The Cuban ministry of higher education eventually set up the Superior Metallurgic Mining Institute in Moa, the only school of its kind on the island, from which more than 4,000 specialists have graduated, as well as a branch of the university’s faculty of Medical Sciences.
Eugenio Navarro, a long-time resident of Moa, says the region has two hospitals and 128 “family doctor clinics” (which comprise Cuba’s primary health care system), 303 doctors and dentists, and more than 1,000 nurses and auxiliary health personnel.

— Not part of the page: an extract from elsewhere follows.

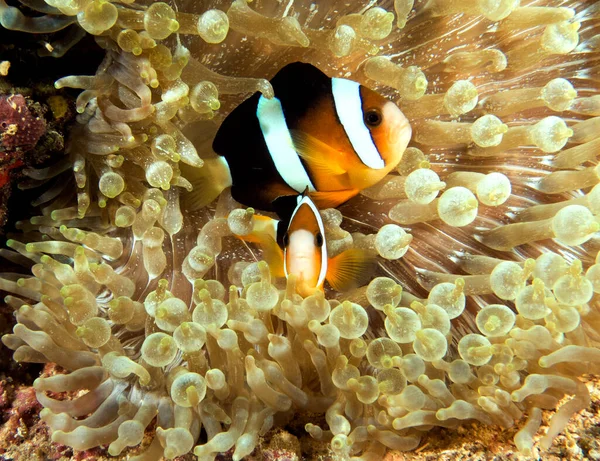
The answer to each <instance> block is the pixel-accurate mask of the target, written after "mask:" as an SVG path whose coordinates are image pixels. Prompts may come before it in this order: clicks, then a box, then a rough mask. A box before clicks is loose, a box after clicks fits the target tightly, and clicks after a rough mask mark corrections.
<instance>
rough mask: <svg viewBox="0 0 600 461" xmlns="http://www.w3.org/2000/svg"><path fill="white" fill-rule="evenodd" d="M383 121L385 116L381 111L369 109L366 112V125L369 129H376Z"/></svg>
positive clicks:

Data from the National Office of Statistics indicates that in late 1999, 64,466 people lived in the municipality of Moa, 57,181 of them in the urban area. More than half of the total — 39,858 — were of working age.
“Moa is a city of university students and graduates,” says Carmen López, a Havana resident who spent two years working in that far-off city as a specialist in computer sciences, but who decided, like many others, to return to her hometown.
González, on the other hand, feels that he made the right decision staying in Moa. “Without knowing it, I was ensuring the well-being of my children,” he says.
In Cuba, where the average salary is around 220 pesos a month, and U.S. dollars sell for 21 pesos at government exchange bureaux, González is in a privileged position by “being able to get by on my job, and not having to invent other sources of income or depend on remittances from some relative abroad.
“In my house, there are three of us working in the nickel industry, and we take home between 10 and 24 percent of our salaries in dollars. Some months, each one of us brings home more than 80 dollars,” he said.
The money earned generally goes towards improving the family’s living standards, given the low cost of public services in Cuba, and the fact that education and health care are totally free of charge.
An independent survey carried out in late 1998 in Havana found that the main causes of dissatisfaction listed by the respondents were the increasing “dollarisation” of the Cuban economy and the declining purchasing power of salaries earned in pesos.
The salary incentives applied in Moa are increasingly being applied by the government in other parts of Cuba. But in general terms, people employed by the state are paid in pesos, and in quantities similar to the wages earned prior to the economic crisis.
At the start of the crisis — which the government calls the “special period” — families experienced a widespread deficit of foodstuffs and other basic products. And when availability of supplies returned to normal levels, prices were too high, in general, for government employees to afford.